O Stolon sem problemas sobrevive a uma falha do assistente (perda do servidor, perda de rede, perda de disco), quando o servidor ganha vida - ele redefine automaticamente a réplica. O ponto mais fraco do Stolon é o etcd, falhas nele colocam o cluster. Tivemos um acidente típico: um cluster de três nós etcd, dois foram cortados. Tudo, o quorum foi quebrado, etcd entrou em status não íntegro, o cluster Stolon não aceita nenhuma conexão, incluindo solicitações do stolonctl. Esquema de recuperação: transforme o etcd no servidor sobrevivente em um cluster de nó único e adicione os membros novamente. Conclusão: para sobreviver à morte de dois servidores, você deve ter pelo menos 5 instâncias etcd.
Monitorando e capturando erros
Com o crescimento da infraestrutura e a complexidade dos microsserviços, eu queria coletar mais informações sobre o que está acontecendo dentro do aplicativo e da máquina Java. Não conseguimos adaptar o Zabbix ao novo ambiente: é muito inconveniente nas condições de uma infraestrutura em mudança. Eu tive que moer muletas através da API ou subir com as mãos, o que é ainda pior. Seu banco de dados é pouco adaptado a cargas pesadas e, em geral, é muito inconveniente colocar tudo isso em um banco de dados relacional.

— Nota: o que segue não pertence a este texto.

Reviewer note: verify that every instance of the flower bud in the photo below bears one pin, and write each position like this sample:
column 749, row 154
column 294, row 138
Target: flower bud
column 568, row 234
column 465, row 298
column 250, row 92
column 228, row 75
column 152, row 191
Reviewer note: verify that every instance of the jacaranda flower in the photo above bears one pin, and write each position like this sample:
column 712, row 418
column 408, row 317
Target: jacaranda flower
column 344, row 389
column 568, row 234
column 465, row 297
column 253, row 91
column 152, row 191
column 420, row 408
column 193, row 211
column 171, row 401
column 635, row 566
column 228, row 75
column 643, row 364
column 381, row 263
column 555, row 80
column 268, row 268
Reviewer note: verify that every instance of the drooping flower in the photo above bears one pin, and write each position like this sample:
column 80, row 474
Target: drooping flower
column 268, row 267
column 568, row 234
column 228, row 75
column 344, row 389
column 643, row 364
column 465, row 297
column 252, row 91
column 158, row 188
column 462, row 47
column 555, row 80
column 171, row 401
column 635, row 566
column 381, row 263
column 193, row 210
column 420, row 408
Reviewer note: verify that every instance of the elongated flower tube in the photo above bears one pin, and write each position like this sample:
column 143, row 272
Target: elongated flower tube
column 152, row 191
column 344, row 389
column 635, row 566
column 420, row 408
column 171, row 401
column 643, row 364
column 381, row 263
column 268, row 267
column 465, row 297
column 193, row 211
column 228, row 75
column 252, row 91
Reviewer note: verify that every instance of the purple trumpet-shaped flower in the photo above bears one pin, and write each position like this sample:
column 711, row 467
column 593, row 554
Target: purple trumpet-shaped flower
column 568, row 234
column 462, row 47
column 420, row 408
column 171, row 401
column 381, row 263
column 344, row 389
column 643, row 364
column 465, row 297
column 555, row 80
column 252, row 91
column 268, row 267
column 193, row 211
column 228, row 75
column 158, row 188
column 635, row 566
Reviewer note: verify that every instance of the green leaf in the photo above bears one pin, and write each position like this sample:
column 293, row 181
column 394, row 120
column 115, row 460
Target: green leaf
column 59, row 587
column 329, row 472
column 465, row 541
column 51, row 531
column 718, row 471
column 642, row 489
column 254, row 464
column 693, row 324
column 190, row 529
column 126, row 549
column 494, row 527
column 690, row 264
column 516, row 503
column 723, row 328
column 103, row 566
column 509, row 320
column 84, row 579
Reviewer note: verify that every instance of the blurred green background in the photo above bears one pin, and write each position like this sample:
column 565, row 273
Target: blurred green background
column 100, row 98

Como resultado, escolhemos o Prometheus para monitoramento. Ele tem um atuador pronto para aplicações Spring para fornecer métricas; para a Kafka, eles ferraram o JMX Exporter, que também fornece métricas de maneira confortável. Os exportadores que não foram encontrados “na caixa”, escrevemos em Python, existem cerca de dez deles. Nós visualizamos Grafana, coletamos os logs com Graylog (já que ele agora suporta Beats).
Usamos o
Sentry para coletar erros. Ele escreve tudo de forma estruturada, desenha gráficos, mostra o que aconteceu com mais frequência e com menos frequência. Geralmente, os desenvolvedores vão imediatamente para o Sentry imediatamente após a implantação, verificam se há algum pico ou precisam urgentemente ser revertidos. Acontece que ele rapidamente captura erros sem selecionar os logs.
Por enquanto, se o formato dos artigos se adequar aos leitores, continuaremos a falar sobre nossa infraestrutura, ainda há muita diversão: soluções Kafka e analíticas para eventos que passam por ela, canal CI / CD para aplicativos do Windows e aventuras com o Openshift.